2.2. System characterization

Fig. 2(a) is a schematic showing the visible range in polygon scanning. The visible range is defined as the field where the signal-to-noise ratio (SNR) is greater than 8. Here, the SNR is the ratio of the PA amplitude and the standard deviation of the noise in the 2D image. We use a stainless-steel grating sample to measure the visible range. The grating sample has 300-μm-wide parallel strips with 100-μm spacing. B-scan images across the strips are acquired with 60-nJ pulse energy. We calculate the maximum amplitude of each A-line to obtain projected 1D profiles of the grating sample and compute the envelopes of the 1D profiles. Fig. 2(b) shows a measured envelope of the grating sample. The B-scan range is ∼12 mm.

Fig. 2.

Fig. 2

(a) Schematic of the B-scan range. (b) Normalized maximum-amplitude projection of a B-scan measured from a stainless steel grating sample.

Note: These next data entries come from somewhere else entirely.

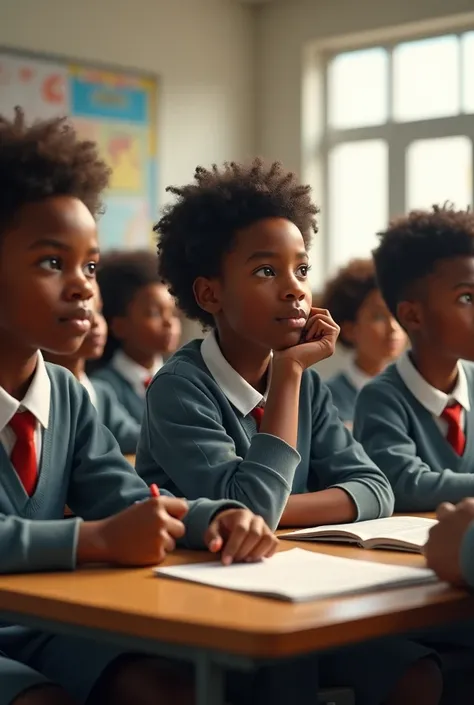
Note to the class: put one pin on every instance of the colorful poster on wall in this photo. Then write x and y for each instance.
(116, 109)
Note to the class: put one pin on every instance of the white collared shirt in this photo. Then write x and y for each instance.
(355, 375)
(434, 400)
(87, 384)
(237, 390)
(36, 400)
(135, 374)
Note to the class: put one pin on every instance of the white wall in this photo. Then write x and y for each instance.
(203, 51)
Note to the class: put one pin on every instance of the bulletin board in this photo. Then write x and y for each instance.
(117, 109)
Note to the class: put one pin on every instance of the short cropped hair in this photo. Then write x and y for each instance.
(346, 292)
(412, 245)
(121, 274)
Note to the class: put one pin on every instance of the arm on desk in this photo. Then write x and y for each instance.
(184, 441)
(352, 487)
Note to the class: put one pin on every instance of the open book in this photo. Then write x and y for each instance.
(298, 575)
(398, 533)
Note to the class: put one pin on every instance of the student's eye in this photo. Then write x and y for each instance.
(90, 269)
(303, 270)
(51, 263)
(465, 299)
(265, 272)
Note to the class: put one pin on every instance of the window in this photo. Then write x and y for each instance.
(399, 135)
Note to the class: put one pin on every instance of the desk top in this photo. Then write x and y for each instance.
(139, 604)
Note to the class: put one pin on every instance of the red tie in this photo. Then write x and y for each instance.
(456, 437)
(23, 456)
(257, 413)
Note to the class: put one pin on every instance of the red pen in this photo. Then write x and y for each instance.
(154, 490)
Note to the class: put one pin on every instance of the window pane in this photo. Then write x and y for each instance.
(426, 79)
(439, 170)
(467, 75)
(358, 198)
(357, 88)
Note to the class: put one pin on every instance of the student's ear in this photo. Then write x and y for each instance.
(410, 315)
(348, 331)
(207, 294)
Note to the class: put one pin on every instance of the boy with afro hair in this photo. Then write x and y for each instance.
(241, 414)
(416, 420)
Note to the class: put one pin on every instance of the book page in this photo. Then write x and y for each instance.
(402, 528)
(297, 575)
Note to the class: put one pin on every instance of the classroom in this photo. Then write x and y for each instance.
(236, 352)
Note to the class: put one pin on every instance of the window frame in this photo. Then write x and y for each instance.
(397, 135)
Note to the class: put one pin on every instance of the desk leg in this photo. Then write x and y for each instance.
(210, 682)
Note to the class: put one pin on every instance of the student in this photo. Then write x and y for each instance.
(53, 451)
(143, 326)
(416, 420)
(109, 410)
(368, 329)
(233, 249)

The visible range (SNR > 8) is ∼12 mm. (c) Calculated step sizes at different scanning positions. (d) Measured and fitted edge spread function (ESF) and derived line spread function (LSF) when the scanning beam is vertical. (e) Lateral resolutions at different scanning positions. (f) 36-μm axial resolution. (g) 0.97-mm penetration depth with an SNR of 2.

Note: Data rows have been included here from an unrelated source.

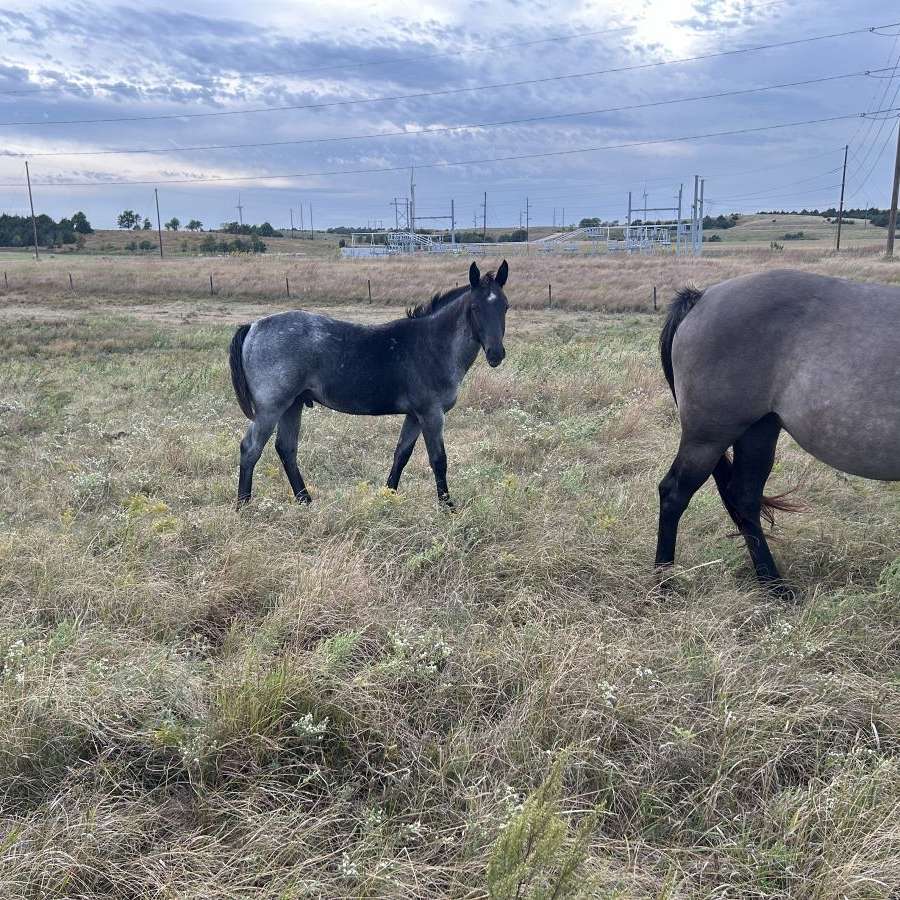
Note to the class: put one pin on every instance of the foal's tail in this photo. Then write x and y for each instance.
(685, 300)
(238, 376)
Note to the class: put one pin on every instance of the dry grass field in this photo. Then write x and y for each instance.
(370, 697)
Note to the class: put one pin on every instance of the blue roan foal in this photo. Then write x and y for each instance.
(412, 366)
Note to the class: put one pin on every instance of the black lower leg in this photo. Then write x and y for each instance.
(286, 445)
(693, 465)
(754, 455)
(407, 441)
(252, 445)
(433, 430)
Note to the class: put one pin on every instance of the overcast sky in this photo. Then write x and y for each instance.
(96, 60)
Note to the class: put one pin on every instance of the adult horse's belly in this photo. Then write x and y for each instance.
(854, 428)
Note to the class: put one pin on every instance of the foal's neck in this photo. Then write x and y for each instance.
(455, 336)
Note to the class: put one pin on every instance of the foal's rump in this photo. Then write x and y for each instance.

The rotation speed of the polygon scanner is 4775 rounds per minute (rpm), corresponding to a B-scan rate of 477.5 Hz. Higher rotation speed is possible but may cause water splashing. When using a 1-MHz pulse repetition rate, the angular step size is 0.02865 degrees. Because the optical/acoustic path length varies at different angular positions, the translational scanning step size on the sample surface changes from 7.4 μm to 13.7 μm, as shown in Fig. 2(c).

Because the laser beam scans in a wide range on the sample surface, the lateral resolution varies with the scanning position. We use edges on a stainless-steel grating sample to measure the lateral resolutions at different scanning positions. We measured the photoacoustic signal profiles across the sharp edges. The data are fitted to an edge spread function (error functions). Then the fitted edge spread functions are derived to obtain the line spread functions. The full widths at half maximum (FWHMs) of the line spread functions are calculated. Fig. 2(d) shows the measured resolution when the scanning beam is vertical. When scanning the beam, the optical beam may have an increased spot size on the sample, causing reduced lateral resolution. As shown in Fig. 2(e), from scanning center to edge in a B-scan, the lateral resolution changes from ∼6.3 μm to ∼21 μm. A tungsten filament with 25-μm diameter is used to measure the axial resolution. As shown in Fig. 2(f), the Hilbert-transformed A-line has an FWHM of ∼36 μm [41], which matches the theoretical value of 34 μm (1500-m/s speed of sound, 39-MHz bandwidth) [42]. Black human hair is inserted obliquely into fresh chicken breast tissue as shown in Fig. 2(g). The developed system can achieve a 0.97-mm penetration depth with an SNR of 2.

3. Results and discussion

3.1. Flowing microparticle imaging and in vivo mouse ear imaging

Flowing microparticles are imaged to demonstrate the high speed and large field of view. Iron particles (F1-01, 60 mesh, China Metallurgical Science and Engineering Group Co., Ltd.) with ∼250 μm diameter are mixed with water and then injected into a silicon tube. A syringe pump sets the average flow speed to 0.12 mm/s. Raster scanning is conducted over an area of 12 × 5 mm2 to image the particle flow. The step size along the x-axis (fast axis) is 7.4–13.7 μm, and the step size along the y-axis (slow axis) is 10 μm. The rotation speed of the fast axis is 4775 rpm, and the scanning speed on the slow axis is ∼ 4.8 mm/s in a 5-mm range. The 3D imaging speed is 1.04 s per frame. The laser pulse energy is 80 nJ on the sample surface. Fig. 3(a) shows the maximum-amplitude-projected snapshots of a microparticle flowing through the field of view (see Video 1). This phantom experiment shows fast imaging ability over a large field of view.

Fig. 3.

Fig. 3

(a) Snapshots of a microparticle flowing in a tube. The A-line rate is 1 MHz. The B-scan rate is 477.5 Hz, and the C-scan rate is ∼1 Hz. The scanning area is 12 × 5 mm2. (b) Snapshots of in vivo imaging of microvasculature in the mouse ear. The excitation wavelength is 532 nm. The scanning area is 12 × 12 mm2. A C-scan takes 5 s. (c) Imaging of sO2 at 1-MHz A-line rate in the mouse ear. The imaging size and speed are the same as in (b). The wavelengths are 532 nm and 558 nm.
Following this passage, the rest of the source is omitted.